White Paper Abstract
Mission Critical vs. Critical Mission Thinking: An Enterprise-Oriented Methodology
An organization’s board of directors and its senior executives has always been entrusted with significant responsibilities. Traditional responsibilities include setting policy and strategic direction, achieving acceptable operating results, overseeing organizational development, protecting shareholder and other stakeholder interests, and ensuring compliance with applicable codes of conduct and standards of behavior.
The recent convergence of a number of factors has made the jobs of these “C-suite” leaders even more challenging. These factors include 1) compliance requirements with Sarbanes-Oxley as well as industry-specific requirements for improved operating controls and disclosures 2) court decisions which have found boards and senior executives personally accountable when controls fail and shareholder value is impaired; 3) increased reliance on digital systems and technologies to perform essential corporate missions, and the attendant cascading liabilities that may be caused due to downtime and security breaches in such systems; and 4) increased corporate vulnerabilities to risks due to the actions of external entities.
This white paper provides background information on the above factors and presents a unique framework to address these and other significant concerns. The concerns are addressed in a manner focusing upon the critical mission(s) of the organization, and are oriented toward generating operational improvements. The approach utilizes an orderly, three-phased process designed to ensure that:
- mission critical operations comprising the critical mission(s) of the enterprise are identified, evaluated and improved upon;
- the internal and external linkages, exposures and dependencies related to the organization’s customer service and supply chain are similarly addressed; and,
- the enterprise’s operating environment is examined to identify current and emerging business improvement opportunities and risk management issues.

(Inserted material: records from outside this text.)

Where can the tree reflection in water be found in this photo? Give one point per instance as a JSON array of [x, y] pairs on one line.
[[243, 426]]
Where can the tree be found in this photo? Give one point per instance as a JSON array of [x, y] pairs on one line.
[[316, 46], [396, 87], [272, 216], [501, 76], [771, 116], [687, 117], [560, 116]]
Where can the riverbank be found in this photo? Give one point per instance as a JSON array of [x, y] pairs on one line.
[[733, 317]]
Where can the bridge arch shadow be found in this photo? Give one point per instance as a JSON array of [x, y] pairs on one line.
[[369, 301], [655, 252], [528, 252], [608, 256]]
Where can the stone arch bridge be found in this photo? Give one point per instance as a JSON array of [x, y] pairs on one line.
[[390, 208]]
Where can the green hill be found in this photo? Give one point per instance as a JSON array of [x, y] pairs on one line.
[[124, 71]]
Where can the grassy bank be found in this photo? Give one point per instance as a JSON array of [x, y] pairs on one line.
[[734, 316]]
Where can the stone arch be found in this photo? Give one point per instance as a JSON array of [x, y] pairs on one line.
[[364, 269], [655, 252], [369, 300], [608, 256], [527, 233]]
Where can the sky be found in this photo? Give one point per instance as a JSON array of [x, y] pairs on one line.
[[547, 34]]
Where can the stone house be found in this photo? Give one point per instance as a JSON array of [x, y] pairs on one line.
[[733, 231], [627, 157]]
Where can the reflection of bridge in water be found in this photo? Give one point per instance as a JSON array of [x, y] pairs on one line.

Competitive advantage is an expected outcome of this process. Customers of all organizations are becoming increasingly sophisticated when determining with whom they will deal. Many want to understand the security programs, reliability and operational controls of others upon whom they depend. They realize that any breakdowns in their own service/supply chains, whether from internal or external sources, may have resounding impacts upon others. Accordingly, the recommendations contained herein will not only help to mitigate risk and improve the organization that embraces them, but may improve the perception of that organization by its customers and others important to its success.